We sat in front of the doctor as he gave us the news. “You don’t need any more tests, you have ALS. I’m very sorry.” he said as he rose from his stool. “I’ll leave you now. If you have any questions, please contact my office.”
We’d been through half a dozen doctors. Visited three separate neurologists. And after over a year of searching we now had an answer as to why wife’s right hand was becoming a useless appendage. It wasn’t good news.
Do you want a successful life?
Have you planned for EVERY conceivable contingency? Because if you’ve missed one, that’s the one that will bite you in the ass.
I planned for every one I could imagine. Or so I thought. I carried a million dollar life insurance policy. On myself. Because I thought I’d die long before my wife. And she would need the resources to successfully raise our four children. But I never really considered that she might get sick and die first.

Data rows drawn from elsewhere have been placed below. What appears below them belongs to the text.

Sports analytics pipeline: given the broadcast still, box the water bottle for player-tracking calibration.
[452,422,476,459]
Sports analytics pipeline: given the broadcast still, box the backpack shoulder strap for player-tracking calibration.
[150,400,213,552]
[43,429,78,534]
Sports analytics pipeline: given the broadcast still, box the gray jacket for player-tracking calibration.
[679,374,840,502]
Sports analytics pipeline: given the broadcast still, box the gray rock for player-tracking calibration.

And long before those kids were all grown up.
I put a lot of money away for retirement too. Because my wife couldn’t. And I figured she’d need that if she were going to have the time and resources to be a proper grandmother in her later years. Truly, I never even considered that I would be the only one to get a chance to be a grandparent.
But here I am. Financially free after a lifetime of trying to make sure the people I love would have a chance when I was gone. And I AM successful. In most ways.
But I lost the one person who gave meaning to success in my life. And that’s something you can’t plan for, no matter how smart and capable you might be. Real success doesn’t come from anything you achieve in life. It comes from the people you love and the gift of love they give back. If you lose one of them, you have to start all over again. And you’ll be way poorer than any lack of money could ever make you.